Zurkhaneh is a traditional Iranian gymnasium for men. It is also called varzeshe bāstāni, ancient sport, and is often referred to as “Iranian yoga and martial arts”, which sounds like a good description. It is in the way that the men all stood in a circle, moved to the beat of the zarb, drum, did moves reminiscent of the ginga, and the fact that this sport is very much a discipline.
Zurkhaneh is thousands of years old, having its roots in battle and warfare. These physical activities were supposed to make warriors out of ordinary men and not only prepare them for unarmed combat, but also develop their endurance, concentration, flexibility, and speed.
Practitioners of the Zurkhaneh are expected to display a sense of duty for their country and community and respect the elderly. They are expected to be chivalrous, humble, and of high ethical virtue. Overall, they should be javan mard, a Gentleman.
The circular shape of the Zurkhaneh is symbolic of the sun and unity. The entrance has a low doorway, forcing one to bow his head in acknowledgment of a higher power. Then there is the Gowd, pit, or exercise area. Being below ground level, the Gowd also reminds the practitioners of humility. In fact, when they enter the Gowd, they must first kiss the ground signifying that we are from the earth, and one day we will return to it. The Gowd faces the Sardam, the podium where the Morshed, master, sits. Historically, the Morshed would have been the most fit and highest ranking of those in the Zurkhaneh. He plays his Zarb and Zang, bell, and sings songs from Ferdowsi’s epic Shahnameh or poems from Rumi, Hafez, Sa’adi or others.
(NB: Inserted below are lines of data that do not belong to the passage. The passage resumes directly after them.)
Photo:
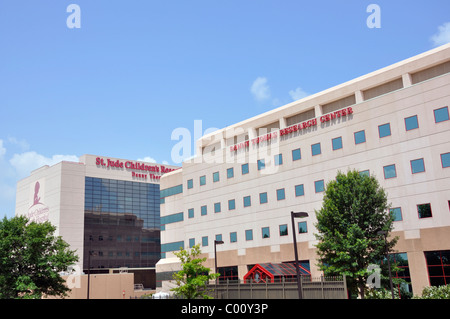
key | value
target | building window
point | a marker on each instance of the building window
(396, 213)
(319, 186)
(336, 143)
(417, 166)
(365, 173)
(278, 159)
(231, 204)
(315, 149)
(233, 237)
(438, 263)
(261, 164)
(441, 115)
(244, 169)
(445, 160)
(302, 228)
(296, 154)
(424, 210)
(411, 123)
(389, 171)
(280, 194)
(265, 232)
(247, 201)
(262, 198)
(283, 230)
(299, 190)
(384, 130)
(360, 137)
Throughout the session, the participants use different equipment: Meel (club bell), Takhte shena (push-up board), Sang (shield), and Kabbadeh (bow and chain). They use each of these to perform their exercises along with other exercises such as stretching, squatting, aerobics, whirling, and juggling meel.
Zurkhanehs are traditionally only for men, but this one in Yazd is the only one in Iran that admits women as spectators. It has workouts that are just over an hour at 6am, 6pm and 8pm.